To back propagate the error, all we have to do is correct loss.backward(). However, you need to clear the existing gradient, otherwise the gradient will accumulate into the existing gradient.

net.zero_grad() # zeroes the gradient buffers of all parameters print('conv1.bias.grad before backward') print(net.conv1.bias.grad) loss.backward() print('conv1.bias.grad after backward') print(net.conv1.bias.grad)

Output:

conv1.bias.grad before backward None conv1.bias.grad after backward tensor([-0.0341, -0.0014, 0.0153, 0.0203, -0.0092, 0.0030])

# 4. Update weight

The simplest update rule used in practice is random gradient descent (SGD): weight = weight - learning_rate * gradient

We can do this with simple Python code:

learning_rate = 0.01 for f in net.parameters(): f.data.sub_(f.grad.data * learning_rate)

However, when using neural networks, you want to use different update rules, such as SGD, nesterov SGD, Adam, RMSProp, etc.
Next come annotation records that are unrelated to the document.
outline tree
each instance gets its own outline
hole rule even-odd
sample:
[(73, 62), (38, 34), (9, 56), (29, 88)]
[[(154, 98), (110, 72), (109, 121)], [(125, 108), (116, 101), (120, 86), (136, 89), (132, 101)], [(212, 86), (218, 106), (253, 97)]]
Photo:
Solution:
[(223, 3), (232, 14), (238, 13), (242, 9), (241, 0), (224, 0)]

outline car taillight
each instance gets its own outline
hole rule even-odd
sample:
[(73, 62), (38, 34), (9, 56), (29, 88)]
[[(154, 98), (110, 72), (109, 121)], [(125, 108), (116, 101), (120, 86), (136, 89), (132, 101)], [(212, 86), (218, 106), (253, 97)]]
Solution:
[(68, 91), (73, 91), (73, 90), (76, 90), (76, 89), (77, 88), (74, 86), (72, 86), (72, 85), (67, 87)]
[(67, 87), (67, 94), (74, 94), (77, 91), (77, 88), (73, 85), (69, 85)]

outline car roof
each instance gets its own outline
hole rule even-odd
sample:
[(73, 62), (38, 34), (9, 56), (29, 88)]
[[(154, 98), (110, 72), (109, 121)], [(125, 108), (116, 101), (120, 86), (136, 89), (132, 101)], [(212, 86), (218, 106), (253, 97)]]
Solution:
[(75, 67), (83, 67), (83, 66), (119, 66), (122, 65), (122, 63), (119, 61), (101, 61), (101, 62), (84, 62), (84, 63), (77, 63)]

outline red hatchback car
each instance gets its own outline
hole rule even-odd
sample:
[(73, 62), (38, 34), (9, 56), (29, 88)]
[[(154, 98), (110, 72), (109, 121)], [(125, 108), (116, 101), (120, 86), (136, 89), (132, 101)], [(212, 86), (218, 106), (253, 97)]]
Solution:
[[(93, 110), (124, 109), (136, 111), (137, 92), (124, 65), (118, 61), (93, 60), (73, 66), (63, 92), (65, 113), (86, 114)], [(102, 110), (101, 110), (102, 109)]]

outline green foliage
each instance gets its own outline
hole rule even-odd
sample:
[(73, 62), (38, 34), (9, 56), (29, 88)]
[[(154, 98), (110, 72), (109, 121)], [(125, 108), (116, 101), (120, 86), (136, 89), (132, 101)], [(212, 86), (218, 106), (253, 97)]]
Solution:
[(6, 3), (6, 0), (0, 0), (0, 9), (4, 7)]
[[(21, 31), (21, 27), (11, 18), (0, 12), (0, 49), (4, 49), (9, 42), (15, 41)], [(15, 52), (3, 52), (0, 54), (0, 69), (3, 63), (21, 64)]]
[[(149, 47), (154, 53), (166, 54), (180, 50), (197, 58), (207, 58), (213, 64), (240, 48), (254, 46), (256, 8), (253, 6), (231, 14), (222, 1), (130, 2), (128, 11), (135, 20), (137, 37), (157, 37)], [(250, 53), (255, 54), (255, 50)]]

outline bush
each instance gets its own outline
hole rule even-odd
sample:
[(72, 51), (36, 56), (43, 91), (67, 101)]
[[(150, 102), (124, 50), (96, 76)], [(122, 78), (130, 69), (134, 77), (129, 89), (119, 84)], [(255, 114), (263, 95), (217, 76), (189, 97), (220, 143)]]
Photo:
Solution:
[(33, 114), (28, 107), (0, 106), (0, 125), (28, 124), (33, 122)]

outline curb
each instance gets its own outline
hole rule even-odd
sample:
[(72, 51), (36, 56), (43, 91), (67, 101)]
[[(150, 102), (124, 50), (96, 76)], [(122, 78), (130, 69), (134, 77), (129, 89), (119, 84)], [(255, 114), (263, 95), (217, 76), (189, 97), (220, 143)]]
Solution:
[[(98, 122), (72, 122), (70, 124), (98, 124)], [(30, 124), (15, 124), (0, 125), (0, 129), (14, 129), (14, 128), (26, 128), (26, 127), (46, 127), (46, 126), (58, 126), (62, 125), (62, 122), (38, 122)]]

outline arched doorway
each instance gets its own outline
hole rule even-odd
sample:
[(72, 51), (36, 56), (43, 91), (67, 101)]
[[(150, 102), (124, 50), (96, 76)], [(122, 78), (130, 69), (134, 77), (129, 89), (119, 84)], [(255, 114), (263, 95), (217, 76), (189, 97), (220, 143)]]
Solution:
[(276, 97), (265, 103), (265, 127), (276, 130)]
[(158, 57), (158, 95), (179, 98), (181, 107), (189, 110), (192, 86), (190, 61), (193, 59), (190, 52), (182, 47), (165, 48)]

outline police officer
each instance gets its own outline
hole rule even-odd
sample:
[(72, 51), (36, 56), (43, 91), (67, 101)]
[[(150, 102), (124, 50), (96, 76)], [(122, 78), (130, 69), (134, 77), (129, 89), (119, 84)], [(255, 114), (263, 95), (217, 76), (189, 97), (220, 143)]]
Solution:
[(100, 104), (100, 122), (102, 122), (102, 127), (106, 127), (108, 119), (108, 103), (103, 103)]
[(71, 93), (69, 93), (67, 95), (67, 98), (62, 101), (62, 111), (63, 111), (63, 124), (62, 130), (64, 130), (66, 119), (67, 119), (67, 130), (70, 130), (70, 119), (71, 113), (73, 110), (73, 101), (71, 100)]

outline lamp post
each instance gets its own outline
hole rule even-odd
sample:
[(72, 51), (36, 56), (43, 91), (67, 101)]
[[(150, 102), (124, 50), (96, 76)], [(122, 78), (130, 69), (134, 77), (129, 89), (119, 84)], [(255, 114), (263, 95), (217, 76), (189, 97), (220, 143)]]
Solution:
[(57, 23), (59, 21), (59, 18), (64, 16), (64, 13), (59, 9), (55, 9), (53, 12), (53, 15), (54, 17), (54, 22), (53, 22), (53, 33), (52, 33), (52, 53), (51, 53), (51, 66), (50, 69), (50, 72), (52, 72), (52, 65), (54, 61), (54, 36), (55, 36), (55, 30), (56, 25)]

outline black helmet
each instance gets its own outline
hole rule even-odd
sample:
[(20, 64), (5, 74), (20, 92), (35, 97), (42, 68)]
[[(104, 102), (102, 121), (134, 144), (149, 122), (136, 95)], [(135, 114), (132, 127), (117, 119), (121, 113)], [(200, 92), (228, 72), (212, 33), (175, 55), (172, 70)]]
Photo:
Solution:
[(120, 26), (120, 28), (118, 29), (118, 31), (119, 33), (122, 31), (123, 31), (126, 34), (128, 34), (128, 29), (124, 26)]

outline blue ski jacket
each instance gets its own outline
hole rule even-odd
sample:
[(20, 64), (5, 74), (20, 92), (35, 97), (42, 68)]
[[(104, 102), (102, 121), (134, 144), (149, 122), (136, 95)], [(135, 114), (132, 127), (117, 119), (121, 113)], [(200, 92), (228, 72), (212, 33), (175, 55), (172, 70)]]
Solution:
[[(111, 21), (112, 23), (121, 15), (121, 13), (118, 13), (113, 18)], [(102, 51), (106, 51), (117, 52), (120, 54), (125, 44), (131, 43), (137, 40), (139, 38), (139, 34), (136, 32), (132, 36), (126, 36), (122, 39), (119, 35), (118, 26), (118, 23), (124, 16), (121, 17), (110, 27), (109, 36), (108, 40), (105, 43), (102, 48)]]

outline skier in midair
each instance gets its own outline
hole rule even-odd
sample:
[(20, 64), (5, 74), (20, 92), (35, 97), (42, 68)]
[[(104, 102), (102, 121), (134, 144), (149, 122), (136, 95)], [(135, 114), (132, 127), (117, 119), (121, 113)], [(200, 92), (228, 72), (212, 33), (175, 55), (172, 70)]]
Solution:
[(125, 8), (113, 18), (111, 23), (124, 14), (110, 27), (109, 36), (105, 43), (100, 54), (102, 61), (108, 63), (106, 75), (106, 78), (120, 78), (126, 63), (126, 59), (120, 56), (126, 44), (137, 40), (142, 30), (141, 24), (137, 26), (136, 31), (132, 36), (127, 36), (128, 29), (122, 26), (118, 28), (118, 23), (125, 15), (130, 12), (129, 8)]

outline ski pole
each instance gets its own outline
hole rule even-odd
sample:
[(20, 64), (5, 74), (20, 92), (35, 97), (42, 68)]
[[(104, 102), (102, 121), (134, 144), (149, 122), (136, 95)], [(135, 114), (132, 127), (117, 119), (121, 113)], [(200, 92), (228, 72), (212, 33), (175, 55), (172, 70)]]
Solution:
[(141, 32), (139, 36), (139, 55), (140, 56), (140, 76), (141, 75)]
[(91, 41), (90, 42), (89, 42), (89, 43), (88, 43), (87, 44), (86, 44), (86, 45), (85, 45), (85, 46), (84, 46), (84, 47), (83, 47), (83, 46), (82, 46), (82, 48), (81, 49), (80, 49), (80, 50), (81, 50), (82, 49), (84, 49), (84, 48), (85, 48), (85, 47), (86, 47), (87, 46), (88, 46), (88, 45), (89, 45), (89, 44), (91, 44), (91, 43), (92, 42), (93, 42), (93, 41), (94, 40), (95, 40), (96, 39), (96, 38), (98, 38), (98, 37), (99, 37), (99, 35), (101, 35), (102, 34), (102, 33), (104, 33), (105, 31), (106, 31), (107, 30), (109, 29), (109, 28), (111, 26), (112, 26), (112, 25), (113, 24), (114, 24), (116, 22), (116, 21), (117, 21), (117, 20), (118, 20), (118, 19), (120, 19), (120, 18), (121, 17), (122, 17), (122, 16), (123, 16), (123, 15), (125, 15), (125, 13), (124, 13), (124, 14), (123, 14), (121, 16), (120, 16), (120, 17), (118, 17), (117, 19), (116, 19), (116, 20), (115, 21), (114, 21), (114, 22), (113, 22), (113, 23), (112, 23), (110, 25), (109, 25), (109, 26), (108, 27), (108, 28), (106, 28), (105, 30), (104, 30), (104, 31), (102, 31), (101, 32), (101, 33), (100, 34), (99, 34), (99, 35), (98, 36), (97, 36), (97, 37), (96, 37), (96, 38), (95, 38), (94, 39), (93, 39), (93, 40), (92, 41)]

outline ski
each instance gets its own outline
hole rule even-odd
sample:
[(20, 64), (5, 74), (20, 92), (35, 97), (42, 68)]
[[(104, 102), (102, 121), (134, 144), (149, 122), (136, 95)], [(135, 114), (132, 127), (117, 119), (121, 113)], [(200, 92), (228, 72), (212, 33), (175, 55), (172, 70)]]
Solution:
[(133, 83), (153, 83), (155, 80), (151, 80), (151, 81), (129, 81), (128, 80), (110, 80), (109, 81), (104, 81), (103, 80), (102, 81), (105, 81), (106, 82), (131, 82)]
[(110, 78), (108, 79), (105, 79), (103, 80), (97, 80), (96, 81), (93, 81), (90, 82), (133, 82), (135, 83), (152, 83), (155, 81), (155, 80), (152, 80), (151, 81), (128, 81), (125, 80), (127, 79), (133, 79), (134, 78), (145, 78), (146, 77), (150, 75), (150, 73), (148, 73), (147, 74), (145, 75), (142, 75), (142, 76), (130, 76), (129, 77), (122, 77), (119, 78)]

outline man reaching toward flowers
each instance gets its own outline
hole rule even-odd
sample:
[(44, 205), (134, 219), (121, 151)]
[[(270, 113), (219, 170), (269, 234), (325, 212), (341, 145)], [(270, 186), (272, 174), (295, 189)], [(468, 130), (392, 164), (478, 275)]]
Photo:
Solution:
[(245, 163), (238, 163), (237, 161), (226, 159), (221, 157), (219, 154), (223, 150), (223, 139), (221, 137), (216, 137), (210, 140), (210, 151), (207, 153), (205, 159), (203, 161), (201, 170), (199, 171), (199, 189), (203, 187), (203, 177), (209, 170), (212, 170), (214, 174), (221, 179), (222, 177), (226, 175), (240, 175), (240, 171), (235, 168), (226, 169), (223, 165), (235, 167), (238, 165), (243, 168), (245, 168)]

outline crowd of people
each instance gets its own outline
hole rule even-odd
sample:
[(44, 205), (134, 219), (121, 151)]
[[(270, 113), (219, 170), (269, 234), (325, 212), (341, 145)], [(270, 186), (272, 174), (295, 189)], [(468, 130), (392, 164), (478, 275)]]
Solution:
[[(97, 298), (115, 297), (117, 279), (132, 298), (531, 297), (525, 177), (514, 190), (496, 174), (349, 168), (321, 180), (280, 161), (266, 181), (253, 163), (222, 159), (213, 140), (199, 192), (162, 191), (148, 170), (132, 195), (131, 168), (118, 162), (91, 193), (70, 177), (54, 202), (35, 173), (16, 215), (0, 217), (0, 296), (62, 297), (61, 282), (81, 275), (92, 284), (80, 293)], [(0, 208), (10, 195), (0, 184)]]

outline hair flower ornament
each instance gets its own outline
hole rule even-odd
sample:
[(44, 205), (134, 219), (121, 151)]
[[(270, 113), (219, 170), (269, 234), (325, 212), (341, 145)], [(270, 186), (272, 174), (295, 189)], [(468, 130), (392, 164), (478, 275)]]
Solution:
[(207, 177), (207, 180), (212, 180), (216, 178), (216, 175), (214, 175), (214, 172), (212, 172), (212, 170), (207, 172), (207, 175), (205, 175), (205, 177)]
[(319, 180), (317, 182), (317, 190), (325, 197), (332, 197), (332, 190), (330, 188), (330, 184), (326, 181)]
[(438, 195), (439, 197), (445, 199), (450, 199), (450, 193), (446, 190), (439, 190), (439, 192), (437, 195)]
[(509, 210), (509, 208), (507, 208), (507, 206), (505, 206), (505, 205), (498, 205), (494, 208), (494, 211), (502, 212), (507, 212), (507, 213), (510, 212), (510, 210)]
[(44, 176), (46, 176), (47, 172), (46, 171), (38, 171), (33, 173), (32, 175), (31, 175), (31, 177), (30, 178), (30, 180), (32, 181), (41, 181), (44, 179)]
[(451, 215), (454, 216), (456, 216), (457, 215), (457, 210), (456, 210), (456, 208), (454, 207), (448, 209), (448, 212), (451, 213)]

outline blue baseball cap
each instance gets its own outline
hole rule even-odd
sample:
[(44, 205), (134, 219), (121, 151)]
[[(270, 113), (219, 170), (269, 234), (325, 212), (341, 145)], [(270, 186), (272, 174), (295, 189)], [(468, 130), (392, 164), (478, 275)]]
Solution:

To achieve this, we built a small wrapper: torch.optim, which implements all these methods. It's easy to use:

import torch.optim as optim # create your optimizer optimizer = optim.SGD(net.parameters(), lr=0.01) # in your training loop: optimizer.zero_grad() # zero the gradient buffers output = net(input) loss = criterion(output, target) loss.backward() optimizer.step() # Does the update

Note that you need to manually clear the gradient buffer: optimizer.zero_grad().